For me, the split looks like this: I run local models for daily coding, private work, and anything I want to keep on my machine. If I ever needed 1M-token context or desktop automation at superhuman level, I’d pay for a GPT-5.4 session. Different tools for different jobs.
Most developers I know who run local AI already use a mix. Local for the 90% of tasks that a 7B-32B model handles fine. Cloud API for the 10% that genuinely needs frontier capability. GPT-5.4 makes that 10% better. It doesn’t make the 90% more expensive.
What I’m watching
Two things to track in the coming weeks:
First, the open-source response. Every major frontier model release accelerates open-source development. When GPT-4 shipped, open-source caught up within 18 months. When GPT-5 shipped, it took 6 months. The cycle keeps compressing. Qwen, DeepSeek, and Meta will be studying these benchmarks.
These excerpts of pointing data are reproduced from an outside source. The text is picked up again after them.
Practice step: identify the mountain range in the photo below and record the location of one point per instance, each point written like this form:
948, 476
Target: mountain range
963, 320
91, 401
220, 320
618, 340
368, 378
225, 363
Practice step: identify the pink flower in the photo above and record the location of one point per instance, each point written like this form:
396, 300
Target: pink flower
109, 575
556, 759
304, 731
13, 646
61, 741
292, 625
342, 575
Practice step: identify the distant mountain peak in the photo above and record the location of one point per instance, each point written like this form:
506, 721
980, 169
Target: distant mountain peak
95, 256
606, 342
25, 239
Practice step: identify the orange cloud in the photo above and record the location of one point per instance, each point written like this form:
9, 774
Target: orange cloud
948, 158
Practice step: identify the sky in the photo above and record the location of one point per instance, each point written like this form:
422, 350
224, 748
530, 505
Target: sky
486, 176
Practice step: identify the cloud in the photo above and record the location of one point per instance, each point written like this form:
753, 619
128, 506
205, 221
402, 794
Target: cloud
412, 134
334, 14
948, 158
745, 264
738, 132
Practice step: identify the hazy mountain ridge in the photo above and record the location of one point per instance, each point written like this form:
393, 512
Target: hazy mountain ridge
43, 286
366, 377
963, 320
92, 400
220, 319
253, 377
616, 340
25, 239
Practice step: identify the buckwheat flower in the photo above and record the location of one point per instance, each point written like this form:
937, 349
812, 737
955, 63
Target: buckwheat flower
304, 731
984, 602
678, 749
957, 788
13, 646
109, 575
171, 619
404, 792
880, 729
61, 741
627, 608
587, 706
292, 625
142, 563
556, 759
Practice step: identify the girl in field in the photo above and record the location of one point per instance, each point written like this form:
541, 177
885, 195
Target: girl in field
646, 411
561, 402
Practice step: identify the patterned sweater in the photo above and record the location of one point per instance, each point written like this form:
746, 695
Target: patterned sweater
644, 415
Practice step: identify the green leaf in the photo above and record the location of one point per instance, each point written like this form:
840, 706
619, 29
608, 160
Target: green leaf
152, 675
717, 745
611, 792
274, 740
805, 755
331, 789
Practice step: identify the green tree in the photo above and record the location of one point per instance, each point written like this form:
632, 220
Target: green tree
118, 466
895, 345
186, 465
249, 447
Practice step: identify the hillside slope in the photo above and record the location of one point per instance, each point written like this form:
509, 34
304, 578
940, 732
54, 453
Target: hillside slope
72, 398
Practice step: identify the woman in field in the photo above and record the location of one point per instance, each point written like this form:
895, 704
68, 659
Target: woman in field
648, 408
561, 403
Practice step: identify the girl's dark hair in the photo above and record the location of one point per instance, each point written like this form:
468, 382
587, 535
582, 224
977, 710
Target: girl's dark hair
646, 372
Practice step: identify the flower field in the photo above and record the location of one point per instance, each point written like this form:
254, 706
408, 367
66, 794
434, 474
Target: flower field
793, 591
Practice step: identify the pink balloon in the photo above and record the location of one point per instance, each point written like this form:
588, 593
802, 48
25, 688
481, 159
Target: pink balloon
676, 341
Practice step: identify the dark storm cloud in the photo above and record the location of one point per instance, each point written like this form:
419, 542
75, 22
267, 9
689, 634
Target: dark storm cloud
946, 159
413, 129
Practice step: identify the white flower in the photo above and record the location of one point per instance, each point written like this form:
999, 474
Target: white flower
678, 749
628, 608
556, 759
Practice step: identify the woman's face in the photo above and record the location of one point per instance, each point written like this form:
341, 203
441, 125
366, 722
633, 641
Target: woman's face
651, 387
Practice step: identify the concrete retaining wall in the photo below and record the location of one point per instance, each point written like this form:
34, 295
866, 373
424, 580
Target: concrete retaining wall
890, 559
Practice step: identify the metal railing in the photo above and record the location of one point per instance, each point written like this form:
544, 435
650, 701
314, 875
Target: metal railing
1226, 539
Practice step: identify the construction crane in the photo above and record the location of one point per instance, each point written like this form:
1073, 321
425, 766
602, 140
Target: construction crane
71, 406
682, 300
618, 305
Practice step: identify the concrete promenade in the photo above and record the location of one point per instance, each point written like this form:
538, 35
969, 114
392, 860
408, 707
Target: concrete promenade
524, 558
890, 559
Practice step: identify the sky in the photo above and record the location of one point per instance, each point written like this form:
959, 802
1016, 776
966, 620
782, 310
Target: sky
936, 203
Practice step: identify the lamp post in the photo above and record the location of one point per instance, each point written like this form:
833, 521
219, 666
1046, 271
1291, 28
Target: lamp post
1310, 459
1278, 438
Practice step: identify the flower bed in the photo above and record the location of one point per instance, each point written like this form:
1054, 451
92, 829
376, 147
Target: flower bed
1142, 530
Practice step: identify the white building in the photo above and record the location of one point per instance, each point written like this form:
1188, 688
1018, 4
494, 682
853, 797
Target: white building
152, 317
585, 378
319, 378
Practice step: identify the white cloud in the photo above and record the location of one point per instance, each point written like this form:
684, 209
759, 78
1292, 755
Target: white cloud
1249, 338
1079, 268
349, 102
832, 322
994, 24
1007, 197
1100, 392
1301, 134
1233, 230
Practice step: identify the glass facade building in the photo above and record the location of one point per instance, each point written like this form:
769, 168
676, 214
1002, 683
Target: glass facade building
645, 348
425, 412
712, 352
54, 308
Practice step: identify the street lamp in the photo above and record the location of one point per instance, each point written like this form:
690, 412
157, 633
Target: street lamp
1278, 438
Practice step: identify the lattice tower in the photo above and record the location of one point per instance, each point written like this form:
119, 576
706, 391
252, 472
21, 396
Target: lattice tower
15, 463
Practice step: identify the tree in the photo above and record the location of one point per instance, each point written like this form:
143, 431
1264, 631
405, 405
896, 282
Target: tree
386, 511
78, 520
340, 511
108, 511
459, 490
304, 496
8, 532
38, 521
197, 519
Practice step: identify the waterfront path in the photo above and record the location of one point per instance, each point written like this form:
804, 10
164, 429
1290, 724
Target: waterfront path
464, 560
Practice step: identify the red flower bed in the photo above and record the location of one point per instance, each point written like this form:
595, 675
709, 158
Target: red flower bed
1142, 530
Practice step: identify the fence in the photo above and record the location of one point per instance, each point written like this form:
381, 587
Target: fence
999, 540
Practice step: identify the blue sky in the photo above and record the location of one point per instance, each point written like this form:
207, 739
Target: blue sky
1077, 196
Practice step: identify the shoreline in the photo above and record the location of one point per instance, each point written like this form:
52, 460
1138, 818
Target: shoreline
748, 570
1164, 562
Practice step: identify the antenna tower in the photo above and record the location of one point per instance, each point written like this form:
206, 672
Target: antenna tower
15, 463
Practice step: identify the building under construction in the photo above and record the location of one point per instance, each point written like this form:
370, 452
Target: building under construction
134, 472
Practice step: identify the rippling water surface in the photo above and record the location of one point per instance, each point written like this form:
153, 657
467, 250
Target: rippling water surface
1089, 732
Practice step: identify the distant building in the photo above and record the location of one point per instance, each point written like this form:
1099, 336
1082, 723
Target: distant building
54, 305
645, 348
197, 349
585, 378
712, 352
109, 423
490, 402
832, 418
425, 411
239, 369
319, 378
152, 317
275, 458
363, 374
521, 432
Second, the pricing ceiling. GPT-5.4 Pro at $180/M output tokens is a signal. The best reasoning comes at a premium, and that premium is going up, not down. The more expensive frontier gets, the more attractive “good enough locally for free” becomes.
Bottom line
GPT-5.4 is a great model. The OSWorld score alone is worth paying attention to. If you need frontier capability and don’t mind cloud dependency, it’s the best option available today.
But if you’re running local models, nothing about today’s announcement changes your setup. Your GPU still works. Your models are still free. Your code still stays private. And the open-source ecosystem that feeds your local stack just got another target to aim for.
The cloud keeps getting better. So does local. They’re not playing the same game.